There was the preparation of the plants from the roasting process from the skin or fruit then they crimped it, obtaining the powder and only then, apply it to the wound. Only two mentioned that also bathe the wound with an infusion of the plant in water. Two others still use the juice obtained by extracting the liquid from the plant by maceration/grinding it.

The skins [of pomegranate] I lay in the sun, when dry, I caught it and put it in the plastic bag, tie and keep it, when I need to I get, it is dry [...] it is just crimping . (Romã)

Practices such as bathing and making juice of medicinal plants were in another study18 thus revealing the popular practices, although in this study, as already mentioned, the roasting was the most common practice of the users.

We can see from the speeches, besides the care of wounds with use of medicinal plants, the people of this community, also appealed to the care of modern medicine. It is a complement of care in order to promote the improvement, especially when the wound healing delay or does not produce good results with indications of official medicine.

Because I took what the doctor gave me, Cataflan and I did not get well and the pomegranate heal it. (Aroeira)

Sometimes, it occurs the concomitant use of medicine as with the use of medicinal plants.

First you wash it with hydrogen peroxide then you wipe it, passes a cotton, wipe the wound and then put the powder [powdered pomegranate]. (Romã)

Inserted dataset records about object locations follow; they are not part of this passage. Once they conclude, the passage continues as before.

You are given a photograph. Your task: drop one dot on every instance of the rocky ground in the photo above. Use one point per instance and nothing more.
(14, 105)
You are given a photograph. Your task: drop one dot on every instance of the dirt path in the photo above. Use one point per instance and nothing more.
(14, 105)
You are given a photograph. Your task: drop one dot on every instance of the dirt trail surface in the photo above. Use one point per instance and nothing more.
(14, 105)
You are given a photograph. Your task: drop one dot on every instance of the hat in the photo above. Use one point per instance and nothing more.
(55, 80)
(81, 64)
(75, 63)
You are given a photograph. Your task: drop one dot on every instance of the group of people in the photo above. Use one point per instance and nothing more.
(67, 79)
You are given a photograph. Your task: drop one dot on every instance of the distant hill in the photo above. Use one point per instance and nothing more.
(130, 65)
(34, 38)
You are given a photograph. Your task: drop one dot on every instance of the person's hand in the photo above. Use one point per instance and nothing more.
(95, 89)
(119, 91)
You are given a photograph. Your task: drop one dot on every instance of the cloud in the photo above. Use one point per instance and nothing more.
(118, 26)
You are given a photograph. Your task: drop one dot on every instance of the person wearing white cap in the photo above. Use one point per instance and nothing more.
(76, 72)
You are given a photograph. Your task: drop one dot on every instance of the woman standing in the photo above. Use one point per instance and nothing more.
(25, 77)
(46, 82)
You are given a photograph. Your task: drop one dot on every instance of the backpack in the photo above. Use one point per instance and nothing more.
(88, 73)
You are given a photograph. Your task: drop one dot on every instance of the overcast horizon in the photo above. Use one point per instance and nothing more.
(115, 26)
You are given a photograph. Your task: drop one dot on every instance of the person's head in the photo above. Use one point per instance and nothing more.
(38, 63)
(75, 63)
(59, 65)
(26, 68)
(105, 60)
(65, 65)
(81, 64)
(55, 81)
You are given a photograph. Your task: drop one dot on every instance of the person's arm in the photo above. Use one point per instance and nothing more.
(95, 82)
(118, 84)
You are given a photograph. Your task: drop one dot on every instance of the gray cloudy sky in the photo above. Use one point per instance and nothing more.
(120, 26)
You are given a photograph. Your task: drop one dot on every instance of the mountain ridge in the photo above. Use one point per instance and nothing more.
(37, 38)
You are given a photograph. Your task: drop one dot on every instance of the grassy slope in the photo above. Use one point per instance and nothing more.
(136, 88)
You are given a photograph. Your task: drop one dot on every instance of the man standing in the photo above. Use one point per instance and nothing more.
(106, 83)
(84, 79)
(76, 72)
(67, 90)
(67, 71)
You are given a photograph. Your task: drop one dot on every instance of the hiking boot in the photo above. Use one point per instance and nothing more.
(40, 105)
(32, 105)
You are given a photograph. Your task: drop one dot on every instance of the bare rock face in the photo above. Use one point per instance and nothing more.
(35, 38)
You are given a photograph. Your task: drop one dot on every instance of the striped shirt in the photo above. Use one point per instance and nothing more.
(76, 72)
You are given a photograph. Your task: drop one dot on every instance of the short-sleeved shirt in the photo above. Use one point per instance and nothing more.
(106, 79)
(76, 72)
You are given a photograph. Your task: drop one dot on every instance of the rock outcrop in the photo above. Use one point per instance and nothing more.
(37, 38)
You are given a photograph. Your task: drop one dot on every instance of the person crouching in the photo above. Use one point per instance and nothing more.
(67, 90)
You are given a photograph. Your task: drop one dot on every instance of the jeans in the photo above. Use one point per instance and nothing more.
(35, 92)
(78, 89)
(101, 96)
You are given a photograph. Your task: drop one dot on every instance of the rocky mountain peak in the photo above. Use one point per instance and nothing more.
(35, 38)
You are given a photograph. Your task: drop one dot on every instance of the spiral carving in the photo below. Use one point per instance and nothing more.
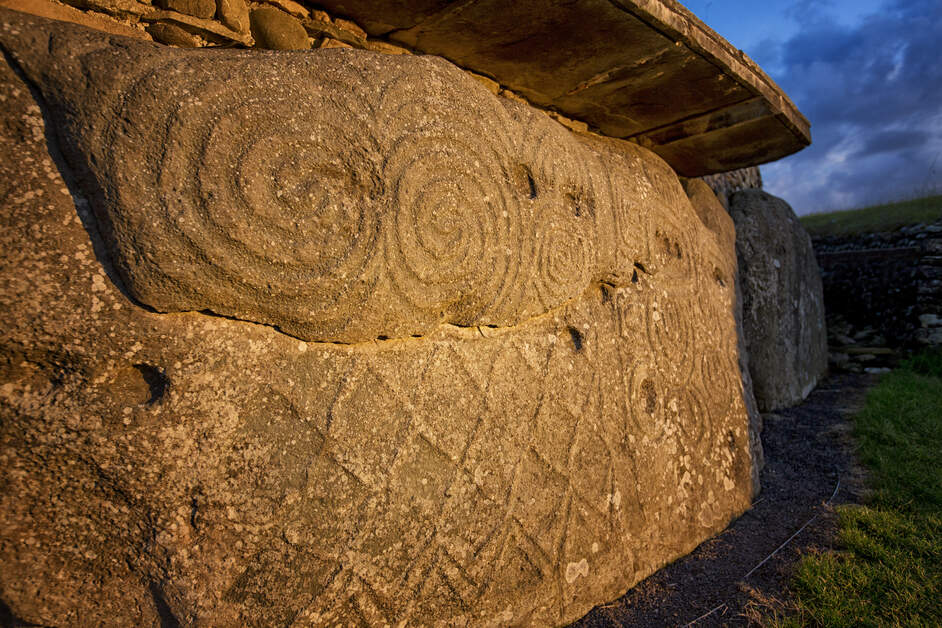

The community is open to use health services, as an ally. What is necessary is interaction between conventional therapy with the popular practice of health care. This association is still incipient, and needs to be encouraged, as well in a study that observed that “the service is still centralized in biological and biomedical models of health and disease, which compromises the recovery of the biopsychosocial needs of individuals results”20:116.

This association is positive for the community, since they diversify care options with the wounds and the local culture is valued, creating economically viable opportunities for disadvantaged sections, as well as promoting the interest and the use of health services2.21.

I use what the doctor gives me because he knows more than me (laughs) He studied and I have nothing! (Carobinha)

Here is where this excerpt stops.